Dave - Let's say - just for the purpose of discussion- that Mcare reimburses at $400 (1/3 discount to $599).
what would you expect private insurers to reimburse at? Thanks.
You're right Taxlawyer Just got the Email about the NYT ad and a link to asking your Dr. about Cologuard
IT’S A TEST THAT CAN BE USED AT HOME. BRILLIANT.
Cologuard is convenient and easy to use.
Not wasting any time.
Oldguy - good points. I don't think they can advertise this as a colonoscopy replacement or have the sales rep push it as such. I guess in more subtle ways they can show how this truly is comparable to a scope when used at the approved 3 year interval vs. just targeting the FIT user. You guys might be right in that the patient may drive the demand and the docs will follow. Will be fascinating to see the uptake over the next year.
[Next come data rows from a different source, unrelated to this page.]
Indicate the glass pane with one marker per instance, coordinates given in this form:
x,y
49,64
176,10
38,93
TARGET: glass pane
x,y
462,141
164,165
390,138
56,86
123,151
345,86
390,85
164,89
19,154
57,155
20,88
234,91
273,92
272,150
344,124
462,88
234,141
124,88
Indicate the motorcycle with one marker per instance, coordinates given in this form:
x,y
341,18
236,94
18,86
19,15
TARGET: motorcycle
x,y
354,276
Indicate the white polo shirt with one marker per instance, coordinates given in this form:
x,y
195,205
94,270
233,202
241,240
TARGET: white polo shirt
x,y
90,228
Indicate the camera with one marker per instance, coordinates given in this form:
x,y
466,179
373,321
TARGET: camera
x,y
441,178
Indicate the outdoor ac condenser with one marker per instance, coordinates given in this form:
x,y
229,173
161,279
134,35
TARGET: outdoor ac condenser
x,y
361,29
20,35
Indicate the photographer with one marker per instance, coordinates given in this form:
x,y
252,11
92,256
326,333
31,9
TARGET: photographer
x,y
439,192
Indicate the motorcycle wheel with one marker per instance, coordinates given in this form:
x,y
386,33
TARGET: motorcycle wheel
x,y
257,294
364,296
Steph - I hope you are correct, but unfortunately patients can't order the test (and get it paid for by insurance). The docs will have to be on board.
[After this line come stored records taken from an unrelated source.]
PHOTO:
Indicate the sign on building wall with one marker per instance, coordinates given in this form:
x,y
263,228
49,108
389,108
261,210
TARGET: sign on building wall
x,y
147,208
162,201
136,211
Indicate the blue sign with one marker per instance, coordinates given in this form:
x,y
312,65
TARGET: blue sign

I agree this is the key question. The move from FIT to Cologuard is an easy mental switch and clinically will make sense for most docs. The move from nothing to Cologuard shouldn't be a tough switch for most patients.
The move from colonoscopy to Cologuard will be a bigger sell. Conroy has always stated Exas wants to replace FIT and not colonoscopies. Most of us realize that was BS and a PR tool not to offend the GI community too much. BUT, I think their marketing approach and education of sales staff will have to divert from the company line of Cologuard as a replacement for FIT and really explain to Docs that due to the programmatic sensitivity of the test it really does rival the efficacy of colonoscopy. If KC doesn't take the gloves off a bit on this issue the uptake will be slower.
I was VERY relieved that the FDA statement made no mention of Cologuard as being a replacement for FOBT/FIT and it was a general cancer screen. My big fear was some type of statement that would have recommended that this replace FIT but was not a subsititute for screening colonoscopy.
Yesterdays JAMA also had and article on colonoscopy in the elderly after a dx of Colon cancer. "For Older Colon Cancer Survivors, Colonoscopy Is Risky: Study"
The researchers included a group of nearly 5,000 people over age 75 with a history of colorectal cancer or suspicious polyps who had colonoscopies between 2001 and 2010 in the Kaiser Permanente health system.
Only five cancers were found among the older patients, the authors reported August 11 in JAMA Internal Medicine. Hospitalization within 30 days after the colonoscopy was much more common in the elderly group, 527 of whom were hospitalized.
Post-screening problems included issues directly related to the procedure, such as gastrointestinal bleeding, perforation or arrhythmia, which together accounted for 13% of hospitalizations. Another 33% were for GI problems not directly procedure-related and 30% were for non-GI problems.
"Only catching five cancers in the elderly group seems like a very low number," the researcher said, "and the subsequent hospitalization rate was high."
Sounds like another good use for Cologuard to me.